If a person dies and they don’t have a will, the state has laws to determine the default decision-maker.

Steinbacher says that communication is hugely important when making second half of life and end of life decisions.

“So once I’ve appointed my decision maker, I can’t expect a piece of paper that says, ‘hey I give this person this power,’ to know what I would have wanted, like what is good living and what decisions would I want to make,” she said.

Lechniak can be the one to start the conversation and think about the details - big or small.

“What smells make you comfortable, calm, happy? What would you like to be smelling at the time of death?” Lechniak said. “Those kinds of things you don’t think about.”

Lechniak says she’s bridging a gap between hospice and family caregiving so that families can focus on being present.

Lechniak first identified the need when she was her nana’s caretaker.
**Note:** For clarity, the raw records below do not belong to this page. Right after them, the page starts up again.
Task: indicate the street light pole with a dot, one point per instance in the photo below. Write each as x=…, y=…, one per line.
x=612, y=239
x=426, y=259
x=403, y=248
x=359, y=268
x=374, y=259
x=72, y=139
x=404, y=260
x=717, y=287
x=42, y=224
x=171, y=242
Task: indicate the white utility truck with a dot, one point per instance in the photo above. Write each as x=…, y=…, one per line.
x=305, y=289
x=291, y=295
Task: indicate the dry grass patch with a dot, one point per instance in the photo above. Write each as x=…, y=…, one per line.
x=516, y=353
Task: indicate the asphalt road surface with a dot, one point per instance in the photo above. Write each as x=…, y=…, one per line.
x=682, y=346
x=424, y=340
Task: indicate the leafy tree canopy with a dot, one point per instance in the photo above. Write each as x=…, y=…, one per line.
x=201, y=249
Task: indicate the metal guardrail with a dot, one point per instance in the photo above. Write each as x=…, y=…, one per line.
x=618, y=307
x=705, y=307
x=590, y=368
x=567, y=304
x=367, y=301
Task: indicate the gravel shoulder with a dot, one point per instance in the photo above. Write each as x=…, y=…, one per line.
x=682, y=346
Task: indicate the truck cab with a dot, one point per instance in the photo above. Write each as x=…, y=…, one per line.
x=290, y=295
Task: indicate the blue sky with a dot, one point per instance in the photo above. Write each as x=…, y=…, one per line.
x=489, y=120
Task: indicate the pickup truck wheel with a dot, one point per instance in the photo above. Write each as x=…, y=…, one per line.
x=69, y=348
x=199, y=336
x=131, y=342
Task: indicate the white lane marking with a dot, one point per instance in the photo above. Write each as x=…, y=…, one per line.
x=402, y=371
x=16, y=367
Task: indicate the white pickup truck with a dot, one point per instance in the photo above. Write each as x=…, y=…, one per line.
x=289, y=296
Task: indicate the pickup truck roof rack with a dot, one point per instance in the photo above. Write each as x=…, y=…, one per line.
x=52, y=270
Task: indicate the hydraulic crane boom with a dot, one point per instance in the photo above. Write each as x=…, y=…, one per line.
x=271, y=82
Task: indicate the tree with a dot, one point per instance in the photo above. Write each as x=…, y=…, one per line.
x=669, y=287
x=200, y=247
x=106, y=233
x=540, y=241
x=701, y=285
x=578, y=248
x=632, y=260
She said the dynamic of their relationship shifted.

“It wasn’t that I was seen with less love, but when there are responsibilities on top of that, it kind of blurs that role,” Lechniak said. “The time to make that connection wasn’t there necessarily, because you’re worried about getting X, Y, and Z done.”

Lechniak almost died from COVID-19 in December 2020.

“I was just alone with my thoughts, the thoughts that the end of life put you in the position to have,” she said. “Our legacy, how we want to be seen, what death looks like for each person, those are thoughts I never had before.”

She says that experience reassured her that she wanted to do this professionally.

Solace Found hosts Death Cafe events where people have an open discussion on various topics relevant to death.

“Growing the comfort level with the conversation, because ultimately that can really improve the quality of your death because those conversations have been had,” Lechniak said.

She wants people to not only talk about it, but to celebrate it, too. You only die once.

“My main goal is that the family and the loved one is able to experience whatever they consider a good death, so letting them know the resources and the support I can put in place, but really having them lead the way.”